Apesar desta perspectiva apresentar aparentemente uma justificação para todos os factos de que temos conhecimento, o certo é que não conseguimos provar nem a existência de tal mundo imaterial nem a existência de uma alma imortal. Actualmente, o ser humano ainda não consegue conceber a coexistência de dois mundos distintos (o físico e o imaterial), razão pela qual o ontologismo se nos afigura uma perspectiva tão fantástica.

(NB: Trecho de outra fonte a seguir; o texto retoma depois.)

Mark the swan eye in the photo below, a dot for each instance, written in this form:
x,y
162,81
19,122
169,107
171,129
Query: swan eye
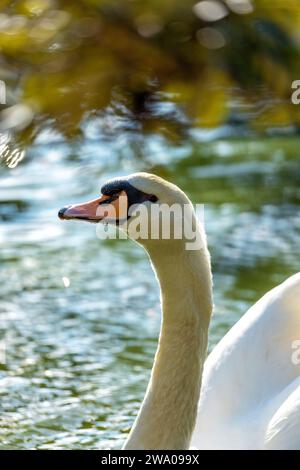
x,y
109,200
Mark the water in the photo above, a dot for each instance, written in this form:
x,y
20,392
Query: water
x,y
80,316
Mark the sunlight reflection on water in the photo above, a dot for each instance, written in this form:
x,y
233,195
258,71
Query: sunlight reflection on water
x,y
78,358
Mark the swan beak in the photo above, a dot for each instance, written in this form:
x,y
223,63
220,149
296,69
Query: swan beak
x,y
98,210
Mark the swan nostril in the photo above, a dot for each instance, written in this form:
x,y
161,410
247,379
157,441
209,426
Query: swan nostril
x,y
62,211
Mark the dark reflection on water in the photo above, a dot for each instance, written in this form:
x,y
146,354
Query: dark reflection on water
x,y
79,357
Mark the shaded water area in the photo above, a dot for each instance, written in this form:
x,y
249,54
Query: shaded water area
x,y
80,316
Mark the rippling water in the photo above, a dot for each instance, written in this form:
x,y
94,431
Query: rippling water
x,y
80,316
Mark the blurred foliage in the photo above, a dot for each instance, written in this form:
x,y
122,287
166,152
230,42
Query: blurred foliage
x,y
150,66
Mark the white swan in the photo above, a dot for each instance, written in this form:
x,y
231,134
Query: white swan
x,y
250,396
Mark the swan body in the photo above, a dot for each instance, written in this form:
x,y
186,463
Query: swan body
x,y
250,396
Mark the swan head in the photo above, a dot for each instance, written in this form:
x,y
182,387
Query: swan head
x,y
138,204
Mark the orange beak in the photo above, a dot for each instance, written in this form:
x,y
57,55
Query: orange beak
x,y
98,210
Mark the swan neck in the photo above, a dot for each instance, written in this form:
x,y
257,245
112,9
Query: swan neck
x,y
167,416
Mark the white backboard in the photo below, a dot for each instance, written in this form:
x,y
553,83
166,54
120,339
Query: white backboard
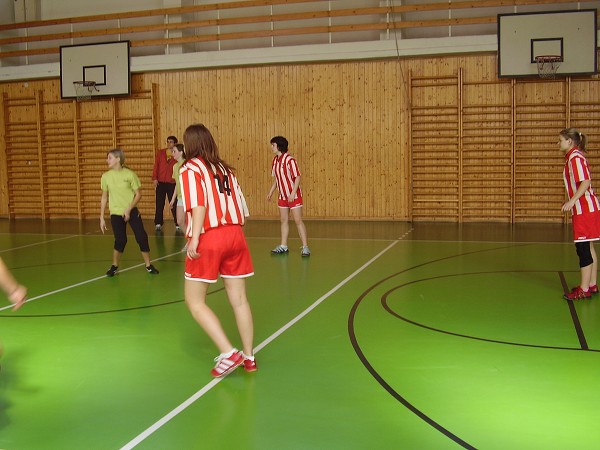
x,y
568,34
106,63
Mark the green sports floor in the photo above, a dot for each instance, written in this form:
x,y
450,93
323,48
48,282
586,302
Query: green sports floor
x,y
390,336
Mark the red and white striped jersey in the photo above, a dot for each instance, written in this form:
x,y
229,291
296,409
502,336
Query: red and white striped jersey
x,y
215,189
576,171
285,170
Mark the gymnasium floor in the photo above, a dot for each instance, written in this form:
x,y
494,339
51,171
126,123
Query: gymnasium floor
x,y
390,336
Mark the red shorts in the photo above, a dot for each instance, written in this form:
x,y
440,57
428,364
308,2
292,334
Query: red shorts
x,y
586,227
295,204
223,251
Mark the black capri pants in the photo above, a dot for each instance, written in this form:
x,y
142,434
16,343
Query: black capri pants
x,y
120,231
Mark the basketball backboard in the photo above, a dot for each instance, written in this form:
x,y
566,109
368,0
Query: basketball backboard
x,y
107,64
568,34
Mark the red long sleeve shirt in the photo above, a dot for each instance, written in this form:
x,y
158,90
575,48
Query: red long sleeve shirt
x,y
163,167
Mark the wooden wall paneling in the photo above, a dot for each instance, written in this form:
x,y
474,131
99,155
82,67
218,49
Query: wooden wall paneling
x,y
486,152
540,115
3,165
435,158
60,173
22,157
392,202
40,156
133,126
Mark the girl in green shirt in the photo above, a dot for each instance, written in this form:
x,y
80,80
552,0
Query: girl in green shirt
x,y
121,190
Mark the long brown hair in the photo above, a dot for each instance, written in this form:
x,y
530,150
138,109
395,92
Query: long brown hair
x,y
578,138
199,143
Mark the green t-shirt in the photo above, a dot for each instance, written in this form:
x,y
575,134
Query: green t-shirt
x,y
176,168
121,186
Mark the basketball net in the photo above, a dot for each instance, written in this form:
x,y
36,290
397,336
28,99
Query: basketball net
x,y
548,65
84,89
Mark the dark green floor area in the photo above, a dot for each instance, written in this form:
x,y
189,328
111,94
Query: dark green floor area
x,y
391,335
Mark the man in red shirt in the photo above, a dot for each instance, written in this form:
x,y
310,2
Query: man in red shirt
x,y
162,177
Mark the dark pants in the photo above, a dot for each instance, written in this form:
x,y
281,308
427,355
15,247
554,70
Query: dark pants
x,y
120,231
164,190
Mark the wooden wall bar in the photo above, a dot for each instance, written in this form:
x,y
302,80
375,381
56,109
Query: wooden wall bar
x,y
414,139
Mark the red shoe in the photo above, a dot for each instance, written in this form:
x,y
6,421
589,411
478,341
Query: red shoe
x,y
577,294
226,364
249,364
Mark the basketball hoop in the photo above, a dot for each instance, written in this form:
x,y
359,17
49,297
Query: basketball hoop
x,y
548,65
84,89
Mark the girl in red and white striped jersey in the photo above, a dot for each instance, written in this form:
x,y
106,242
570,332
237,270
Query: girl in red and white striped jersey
x,y
216,210
284,169
585,207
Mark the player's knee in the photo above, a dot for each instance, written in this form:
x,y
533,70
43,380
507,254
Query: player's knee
x,y
120,245
585,254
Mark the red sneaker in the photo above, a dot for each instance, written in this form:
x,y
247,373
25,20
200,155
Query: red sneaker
x,y
226,364
250,364
577,294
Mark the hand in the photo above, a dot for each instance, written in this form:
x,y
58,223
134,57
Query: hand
x,y
18,297
192,248
568,206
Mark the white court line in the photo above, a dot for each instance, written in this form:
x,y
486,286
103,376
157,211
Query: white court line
x,y
38,243
142,436
91,280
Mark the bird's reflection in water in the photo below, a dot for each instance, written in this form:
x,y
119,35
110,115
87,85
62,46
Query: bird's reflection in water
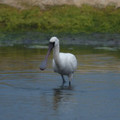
x,y
61,94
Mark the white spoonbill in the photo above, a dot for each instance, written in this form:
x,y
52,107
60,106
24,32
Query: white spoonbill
x,y
63,63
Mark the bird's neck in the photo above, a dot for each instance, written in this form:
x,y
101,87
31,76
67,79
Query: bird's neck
x,y
56,52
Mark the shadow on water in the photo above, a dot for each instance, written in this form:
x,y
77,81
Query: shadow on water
x,y
27,93
60,94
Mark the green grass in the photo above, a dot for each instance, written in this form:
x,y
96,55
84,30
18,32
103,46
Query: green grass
x,y
61,19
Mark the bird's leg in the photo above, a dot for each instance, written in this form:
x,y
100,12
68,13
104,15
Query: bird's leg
x,y
70,76
63,79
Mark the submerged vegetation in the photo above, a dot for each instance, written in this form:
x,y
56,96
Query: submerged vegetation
x,y
61,19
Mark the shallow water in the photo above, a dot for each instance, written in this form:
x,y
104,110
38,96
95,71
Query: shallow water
x,y
26,93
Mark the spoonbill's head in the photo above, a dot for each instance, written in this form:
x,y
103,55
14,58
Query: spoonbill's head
x,y
52,43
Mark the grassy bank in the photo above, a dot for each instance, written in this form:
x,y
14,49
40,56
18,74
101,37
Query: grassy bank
x,y
61,19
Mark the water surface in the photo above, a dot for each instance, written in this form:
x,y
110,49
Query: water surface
x,y
26,93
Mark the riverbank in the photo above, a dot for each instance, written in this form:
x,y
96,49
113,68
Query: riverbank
x,y
38,40
61,19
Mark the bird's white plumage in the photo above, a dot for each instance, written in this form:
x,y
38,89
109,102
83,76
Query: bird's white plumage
x,y
63,63
67,64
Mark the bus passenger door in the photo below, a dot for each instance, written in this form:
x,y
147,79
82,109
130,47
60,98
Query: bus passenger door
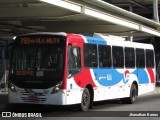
x,y
74,69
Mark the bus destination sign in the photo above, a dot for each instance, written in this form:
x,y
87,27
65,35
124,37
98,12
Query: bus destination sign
x,y
39,40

Como vimos, todas estas definições de valor, sendo mais ou menos plausíveis, comportam certas falhas, que mantêm a problematicidade desta questão. Assim, na tentativa de encontrar uma solução definitiva para este problema, criou-se uma outra posição denominada por relativismo axiológico. Segundo esta perspectiva, o valor não é objectivo, nem puramente pessoal. Ele é, pelo contrário, uma vivência colectiva, produto dos costumes e tradições de uma mesma cultura e sociedade. Assim, os valores estão dependentes da época histórica e da cultura, sendo partilhados por todos os indivíduos que nelas estejam inseridos.
Se é verdade que, por um lado, não podemos negar que os valores acompanham as culturas das sociedades humanas, por outro, existem certos valores que se encontram presentes em diferentes épocas históricas, facto este que serve de crítica ao relativismo axiológico.

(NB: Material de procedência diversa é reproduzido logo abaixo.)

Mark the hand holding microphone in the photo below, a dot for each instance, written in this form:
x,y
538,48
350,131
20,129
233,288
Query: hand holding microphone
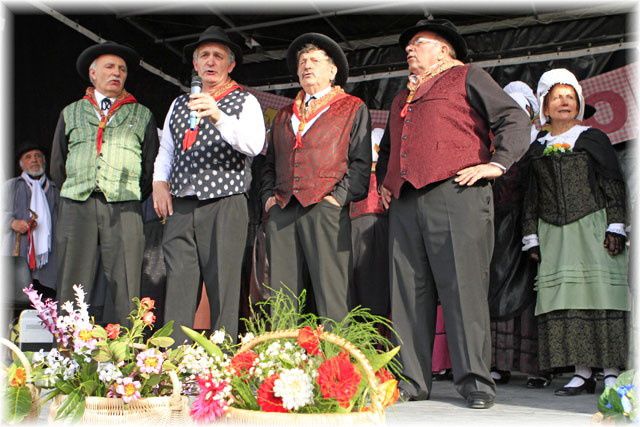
x,y
201,104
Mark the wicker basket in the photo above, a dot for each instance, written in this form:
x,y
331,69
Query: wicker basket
x,y
375,416
161,410
35,391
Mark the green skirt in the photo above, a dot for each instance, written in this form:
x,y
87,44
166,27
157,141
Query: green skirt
x,y
576,271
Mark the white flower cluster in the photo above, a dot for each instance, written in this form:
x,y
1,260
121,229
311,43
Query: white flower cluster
x,y
295,387
276,357
56,365
108,372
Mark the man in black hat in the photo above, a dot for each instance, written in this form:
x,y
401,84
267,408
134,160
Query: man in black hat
x,y
29,215
200,183
102,159
318,161
436,164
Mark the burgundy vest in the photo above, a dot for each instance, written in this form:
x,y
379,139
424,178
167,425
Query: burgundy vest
x,y
312,171
440,134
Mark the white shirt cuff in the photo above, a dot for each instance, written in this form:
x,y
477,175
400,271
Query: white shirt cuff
x,y
617,227
529,241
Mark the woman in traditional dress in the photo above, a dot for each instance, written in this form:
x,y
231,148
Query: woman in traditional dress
x,y
573,225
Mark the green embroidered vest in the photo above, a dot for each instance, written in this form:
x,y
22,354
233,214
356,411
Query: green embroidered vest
x,y
116,171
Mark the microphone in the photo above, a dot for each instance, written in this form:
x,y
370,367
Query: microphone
x,y
196,87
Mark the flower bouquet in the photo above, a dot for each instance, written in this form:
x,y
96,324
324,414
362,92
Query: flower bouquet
x,y
290,368
619,403
107,374
557,149
20,394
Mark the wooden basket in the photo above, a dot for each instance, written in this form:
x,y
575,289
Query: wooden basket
x,y
375,416
161,410
35,391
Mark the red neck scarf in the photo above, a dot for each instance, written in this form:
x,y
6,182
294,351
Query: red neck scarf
x,y
307,113
217,93
122,99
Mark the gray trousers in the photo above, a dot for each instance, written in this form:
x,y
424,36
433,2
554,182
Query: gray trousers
x,y
114,229
317,238
205,240
440,244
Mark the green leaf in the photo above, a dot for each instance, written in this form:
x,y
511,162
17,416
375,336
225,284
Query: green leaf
x,y
381,360
72,407
161,341
99,332
17,404
119,350
165,331
204,342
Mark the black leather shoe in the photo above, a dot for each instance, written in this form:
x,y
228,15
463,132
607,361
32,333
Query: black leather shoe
x,y
480,400
589,386
539,382
505,376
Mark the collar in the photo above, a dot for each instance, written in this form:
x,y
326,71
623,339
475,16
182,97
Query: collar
x,y
317,95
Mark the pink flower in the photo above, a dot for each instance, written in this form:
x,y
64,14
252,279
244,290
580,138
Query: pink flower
x,y
148,318
113,330
147,303
212,402
150,361
128,389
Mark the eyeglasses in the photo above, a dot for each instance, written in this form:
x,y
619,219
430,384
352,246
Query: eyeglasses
x,y
421,40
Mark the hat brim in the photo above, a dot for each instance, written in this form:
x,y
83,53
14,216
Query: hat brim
x,y
237,50
449,34
325,43
130,57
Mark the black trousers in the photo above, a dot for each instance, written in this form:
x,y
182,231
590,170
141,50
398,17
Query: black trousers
x,y
440,244
205,239
316,238
113,229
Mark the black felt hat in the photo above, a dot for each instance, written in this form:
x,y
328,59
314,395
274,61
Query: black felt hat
x,y
215,34
325,43
442,27
130,56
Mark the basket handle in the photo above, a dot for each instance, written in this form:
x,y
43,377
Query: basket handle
x,y
376,397
23,359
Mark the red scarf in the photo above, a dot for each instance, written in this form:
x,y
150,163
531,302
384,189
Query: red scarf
x,y
307,113
124,98
217,93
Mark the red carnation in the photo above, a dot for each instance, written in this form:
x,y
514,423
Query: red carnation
x,y
113,330
338,379
244,361
267,400
309,340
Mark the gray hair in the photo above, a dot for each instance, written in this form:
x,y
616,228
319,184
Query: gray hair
x,y
230,53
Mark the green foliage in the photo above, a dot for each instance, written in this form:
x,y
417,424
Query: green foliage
x,y
17,404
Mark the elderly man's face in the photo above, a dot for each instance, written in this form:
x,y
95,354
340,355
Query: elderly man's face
x,y
424,50
109,75
315,71
212,64
32,162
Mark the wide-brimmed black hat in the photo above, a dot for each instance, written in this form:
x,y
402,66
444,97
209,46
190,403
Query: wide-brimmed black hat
x,y
130,56
325,43
28,145
214,34
442,27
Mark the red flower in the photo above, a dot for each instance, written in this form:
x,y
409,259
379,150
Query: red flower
x,y
338,379
267,400
147,303
113,330
309,339
148,318
244,361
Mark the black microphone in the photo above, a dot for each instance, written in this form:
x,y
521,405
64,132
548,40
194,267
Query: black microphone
x,y
196,87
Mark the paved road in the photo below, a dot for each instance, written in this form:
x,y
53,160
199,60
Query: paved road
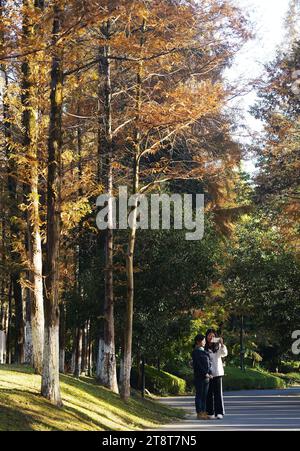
x,y
245,410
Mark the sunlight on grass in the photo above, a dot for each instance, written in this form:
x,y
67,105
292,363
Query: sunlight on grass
x,y
87,406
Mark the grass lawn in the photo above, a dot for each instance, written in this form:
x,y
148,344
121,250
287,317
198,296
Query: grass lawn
x,y
87,406
251,379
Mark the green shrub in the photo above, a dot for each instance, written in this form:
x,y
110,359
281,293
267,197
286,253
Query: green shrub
x,y
251,379
289,367
161,382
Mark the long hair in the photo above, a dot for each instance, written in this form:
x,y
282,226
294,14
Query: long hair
x,y
214,347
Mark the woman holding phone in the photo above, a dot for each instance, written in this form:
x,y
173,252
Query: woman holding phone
x,y
217,350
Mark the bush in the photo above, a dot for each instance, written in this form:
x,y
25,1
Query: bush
x,y
161,382
290,378
289,367
251,379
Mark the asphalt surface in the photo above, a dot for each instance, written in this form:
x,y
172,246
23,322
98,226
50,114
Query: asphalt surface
x,y
262,410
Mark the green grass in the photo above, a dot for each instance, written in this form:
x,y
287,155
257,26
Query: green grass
x,y
87,406
251,379
160,382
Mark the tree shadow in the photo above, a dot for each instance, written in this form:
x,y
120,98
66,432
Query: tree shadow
x,y
12,419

Com tudo isto, o problema da natureza dos valores continua por resolver, revelando-se um verdadeiro problema filosófico. De facto, ele possui todas as características inerentes aos problemas filosóficos: é intemporal, na medida em que tem mantido a sua pertinência ao longo dos tempos; é universal, pois diz respeito a todos os homens independentemente da sua cultura ou época histórica; é problemático, pois como vimos não tem ainda uma solução absolutamente correcta e definitiva; e é radical, uma vez que procura esclarecer um dos fundamentos em que assenta a realidade.

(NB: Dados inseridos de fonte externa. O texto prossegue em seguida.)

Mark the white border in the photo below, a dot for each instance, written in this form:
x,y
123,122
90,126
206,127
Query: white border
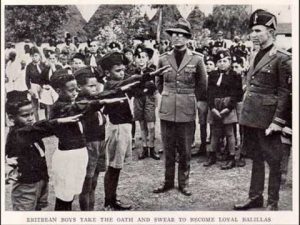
x,y
280,217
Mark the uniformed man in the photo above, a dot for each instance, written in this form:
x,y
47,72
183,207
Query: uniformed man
x,y
265,110
182,88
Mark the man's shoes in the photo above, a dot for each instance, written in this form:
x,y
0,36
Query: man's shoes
x,y
117,205
211,159
185,191
193,145
201,151
133,144
153,154
229,165
257,202
241,162
144,153
272,207
163,188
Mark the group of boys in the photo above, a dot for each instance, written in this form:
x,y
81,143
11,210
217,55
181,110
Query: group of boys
x,y
84,133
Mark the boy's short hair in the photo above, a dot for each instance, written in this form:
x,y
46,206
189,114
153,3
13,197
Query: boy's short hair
x,y
221,54
34,50
82,75
79,56
209,58
237,59
112,59
142,48
59,79
15,100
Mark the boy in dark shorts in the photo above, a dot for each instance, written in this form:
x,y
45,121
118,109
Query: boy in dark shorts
x,y
25,152
94,131
70,160
144,102
118,132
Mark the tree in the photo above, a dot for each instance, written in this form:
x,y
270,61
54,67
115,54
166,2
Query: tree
x,y
33,22
233,19
196,19
103,16
170,15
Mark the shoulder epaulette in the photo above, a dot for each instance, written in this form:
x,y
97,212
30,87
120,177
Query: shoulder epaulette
x,y
197,53
164,54
284,52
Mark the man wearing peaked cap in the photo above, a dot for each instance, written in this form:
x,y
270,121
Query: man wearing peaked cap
x,y
221,54
142,48
114,46
265,110
183,88
113,58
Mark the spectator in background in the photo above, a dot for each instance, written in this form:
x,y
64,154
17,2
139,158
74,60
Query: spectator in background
x,y
69,48
34,79
93,58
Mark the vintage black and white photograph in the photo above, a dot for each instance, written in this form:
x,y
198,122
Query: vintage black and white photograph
x,y
147,107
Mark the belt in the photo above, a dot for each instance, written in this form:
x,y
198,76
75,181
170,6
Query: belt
x,y
261,90
179,90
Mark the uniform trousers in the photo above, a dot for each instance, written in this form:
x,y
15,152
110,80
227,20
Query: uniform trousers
x,y
263,148
177,137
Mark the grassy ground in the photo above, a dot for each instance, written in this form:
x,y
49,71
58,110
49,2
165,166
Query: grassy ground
x,y
213,189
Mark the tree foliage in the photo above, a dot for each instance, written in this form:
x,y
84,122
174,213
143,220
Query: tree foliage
x,y
170,15
33,22
103,16
196,19
231,19
126,26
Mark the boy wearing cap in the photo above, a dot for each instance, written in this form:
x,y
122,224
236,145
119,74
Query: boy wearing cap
x,y
144,102
118,132
183,87
34,79
223,86
265,110
78,61
25,152
210,67
114,47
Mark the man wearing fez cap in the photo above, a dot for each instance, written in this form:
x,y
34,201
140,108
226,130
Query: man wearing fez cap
x,y
265,110
183,87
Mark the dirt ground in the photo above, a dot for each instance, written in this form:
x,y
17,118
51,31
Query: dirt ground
x,y
213,189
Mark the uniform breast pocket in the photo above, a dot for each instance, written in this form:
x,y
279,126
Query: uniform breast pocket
x,y
168,76
269,100
165,102
189,75
267,76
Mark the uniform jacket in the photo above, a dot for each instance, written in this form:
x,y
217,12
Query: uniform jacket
x,y
182,86
267,92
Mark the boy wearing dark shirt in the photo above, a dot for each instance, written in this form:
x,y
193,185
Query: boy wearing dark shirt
x,y
25,152
70,160
118,133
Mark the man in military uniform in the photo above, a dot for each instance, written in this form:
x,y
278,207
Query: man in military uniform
x,y
182,88
265,111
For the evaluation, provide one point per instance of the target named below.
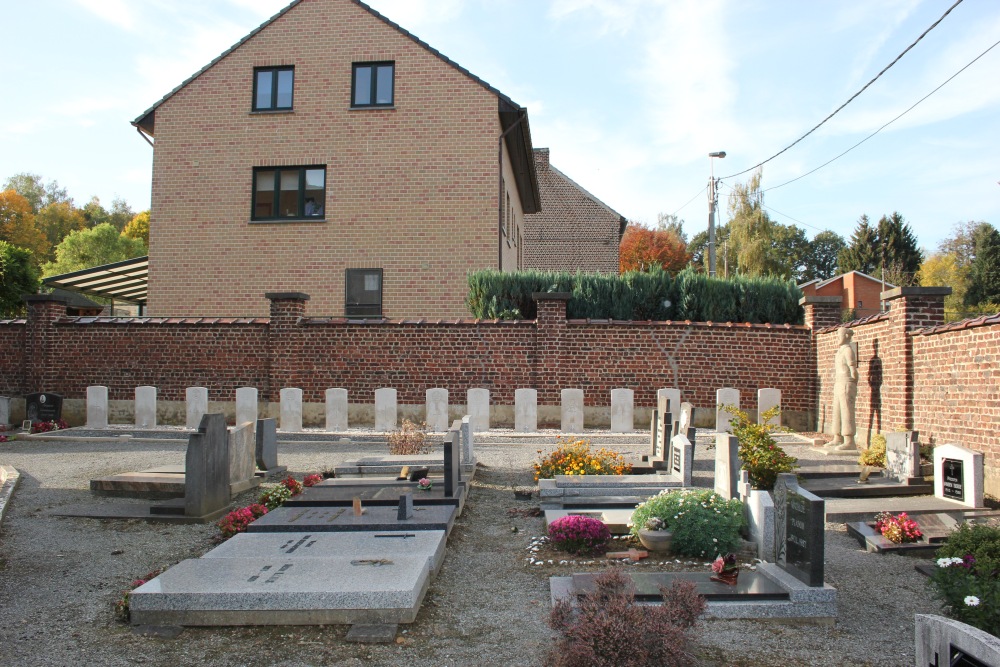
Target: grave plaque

Para finalizar, gostaria ainda de salientar uma outra vertente problemática dos valores, que diz respeito à sua hierarquização. Para nos orientarmos na vida, todos nós somos obrigados a construir uma escala de valores, que irá condicionar as nossas acções e decisões. No entanto, nem todos ordenam os valores da mesma maneira, o que pode trazer graves consequências à sociedade. Um indíviduo que tenha na base da sua hierarquia o valor do respeito pela vida humana constituirá certamente uma ameaça para os seres humanos que o rodeiam, da mesma forma que um indivíduo que privilegie o valor do dinheiro poderá ser capaz das maiores atrocidades só para poder enriquecer.
Em suma, a temática dos valores é bastante problemática devido a todas as incertezas que ainda persistem relativamente à sua natureza e correcta hierarquização. A meu ver, há determinados valores que poderão ser entendidos como subjectivos, mas a maior parte é caracterizada por uma intensa objectividade. Os valores da justiça e do bem ilustram claramente esta independência dos valores em relação às opiniões de diferentes sujeitos. Seguindo este raciocínio, também existe, de algum modo, uma hierarquia de valores mais correcta, que deveria servir como modelo. Ainda que alguns valores possam ocupar posições diferentes noutras hierarquias, os valores éticos e úteis, por exemplo, devem sempre constituir o topo e a base da pirâmide, respectivamente. A acrescentar a esta problematicidade inerente à definição de valor, temos ainda o papel fundamental que os valores têm na vida humana. Estes tornam a vida algo digno de ser vivido e é isso que lhes confere uma grande problematicidade.